No Cariri paraibano, os avistamentos de cobras costumam aumentar entre o fim de julho e o mês de agosto. Com a vegetação da Caatinga mais seca, a escassez de água e a movimentação natural dos animais em busca de alimento e durante o período reprodutivo, elas passam a aparecer com mais frequência em estradas, sítios, propriedades rurais e até nas proximidades das residências.

Ao encontrar uma serpente, a orientação é manter distância e permitir que ela siga seu caminho. Se o animal representar risco para moradores ou estiver em um local de grande circulação, o mais seguro é acionar o Corpo de Bombeiros ou os órgãos ambientais responsáveis pelo manejo da fauna silvestre.

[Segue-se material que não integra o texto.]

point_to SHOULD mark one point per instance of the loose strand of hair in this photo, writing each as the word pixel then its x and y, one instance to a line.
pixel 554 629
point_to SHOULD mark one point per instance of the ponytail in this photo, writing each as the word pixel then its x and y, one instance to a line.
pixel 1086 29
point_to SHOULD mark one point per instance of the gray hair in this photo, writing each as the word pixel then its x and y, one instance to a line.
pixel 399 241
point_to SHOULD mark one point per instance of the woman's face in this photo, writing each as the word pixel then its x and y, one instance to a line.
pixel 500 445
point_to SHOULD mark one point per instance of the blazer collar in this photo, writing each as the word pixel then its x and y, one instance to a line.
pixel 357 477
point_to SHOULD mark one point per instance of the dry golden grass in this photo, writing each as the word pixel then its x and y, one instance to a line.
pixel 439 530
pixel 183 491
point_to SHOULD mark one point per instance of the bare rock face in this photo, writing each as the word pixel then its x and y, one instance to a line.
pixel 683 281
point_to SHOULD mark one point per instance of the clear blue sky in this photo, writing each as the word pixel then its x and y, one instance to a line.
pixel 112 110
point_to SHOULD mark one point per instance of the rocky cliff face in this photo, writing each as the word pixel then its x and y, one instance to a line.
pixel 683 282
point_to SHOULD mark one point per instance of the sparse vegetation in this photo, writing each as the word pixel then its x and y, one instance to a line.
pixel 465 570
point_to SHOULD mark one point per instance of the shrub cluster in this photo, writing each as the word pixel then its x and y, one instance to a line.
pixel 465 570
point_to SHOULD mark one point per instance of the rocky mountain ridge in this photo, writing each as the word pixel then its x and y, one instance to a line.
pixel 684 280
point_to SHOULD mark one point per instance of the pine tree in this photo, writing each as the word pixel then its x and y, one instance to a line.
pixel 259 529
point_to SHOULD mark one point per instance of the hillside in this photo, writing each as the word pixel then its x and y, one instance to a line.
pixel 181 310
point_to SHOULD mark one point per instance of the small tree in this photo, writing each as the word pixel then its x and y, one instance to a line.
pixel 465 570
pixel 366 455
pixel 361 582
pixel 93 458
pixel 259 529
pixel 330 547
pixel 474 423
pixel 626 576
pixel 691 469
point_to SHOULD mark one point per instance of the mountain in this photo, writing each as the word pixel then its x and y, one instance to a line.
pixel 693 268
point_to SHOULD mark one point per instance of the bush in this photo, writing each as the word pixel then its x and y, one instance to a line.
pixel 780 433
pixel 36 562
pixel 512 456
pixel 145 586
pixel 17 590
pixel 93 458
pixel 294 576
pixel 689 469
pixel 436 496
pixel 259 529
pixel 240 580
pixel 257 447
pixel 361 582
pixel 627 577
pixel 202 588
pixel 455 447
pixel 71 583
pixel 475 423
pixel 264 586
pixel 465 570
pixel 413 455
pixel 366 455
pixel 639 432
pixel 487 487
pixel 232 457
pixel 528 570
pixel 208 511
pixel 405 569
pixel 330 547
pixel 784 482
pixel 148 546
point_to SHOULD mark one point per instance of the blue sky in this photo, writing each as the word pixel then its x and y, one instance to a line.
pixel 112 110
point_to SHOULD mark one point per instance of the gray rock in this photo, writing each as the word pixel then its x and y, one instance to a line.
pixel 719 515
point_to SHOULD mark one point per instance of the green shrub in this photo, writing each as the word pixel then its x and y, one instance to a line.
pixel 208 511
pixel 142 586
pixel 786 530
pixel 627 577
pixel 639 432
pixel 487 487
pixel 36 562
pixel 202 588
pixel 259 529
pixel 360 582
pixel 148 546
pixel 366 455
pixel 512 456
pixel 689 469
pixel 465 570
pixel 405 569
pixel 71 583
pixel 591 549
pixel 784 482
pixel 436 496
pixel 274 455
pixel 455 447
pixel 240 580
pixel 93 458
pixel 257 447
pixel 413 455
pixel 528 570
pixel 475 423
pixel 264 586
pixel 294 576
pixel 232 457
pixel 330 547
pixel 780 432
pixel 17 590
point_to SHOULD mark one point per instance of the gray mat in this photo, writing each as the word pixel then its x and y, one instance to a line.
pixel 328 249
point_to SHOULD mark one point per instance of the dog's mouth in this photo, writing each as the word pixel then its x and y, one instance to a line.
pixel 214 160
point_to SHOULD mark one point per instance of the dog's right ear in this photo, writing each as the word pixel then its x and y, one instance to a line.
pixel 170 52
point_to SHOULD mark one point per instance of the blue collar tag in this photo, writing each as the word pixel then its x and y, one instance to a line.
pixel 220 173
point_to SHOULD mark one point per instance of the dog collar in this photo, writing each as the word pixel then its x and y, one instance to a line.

Além do risco de acidentes, matar uma cobra silvestre pode configurar crime ambiental, conforme prevê a legislação brasileira, sujeitando o infrator às penalidades previstas em lei.

Em caso de picada, procure atendimento médico imediatamente. Não faça torniquetes, não corte o local da mordida e nunca tente sugar o veneno. Se for possível, sem colocar sua vida em risco, fotografe o animal à distância. A imagem pode ajudar a equipe médica a identificar a espécie e indicar o tratamento mais adequado. Caso isso não seja possível, não tente capturá-lo. O mais importante é chegar rapidamente a uma unidade de saúde para receber atendimento e, quando necessário, o soro antiofídico.

Mesmo quando a cobra não é peçonhenta, a mordida pode provocar ferimentos e infecções. Por isso, toda vítima deve ser avaliada por uma equipe médica.

Mais do que provocar medo, o episódio reforça uma mensagem importante: a natureza age por instinto. Respeitar o espaço dos animais silvestres é a melhor forma de proteger a vida humana, preservar o equilíbrio ambiental e evitar acidentes.

Afinal, quando o assunto é serpente, vale inverter o velho ditado: nem mostre o pau, nem mate a cobra.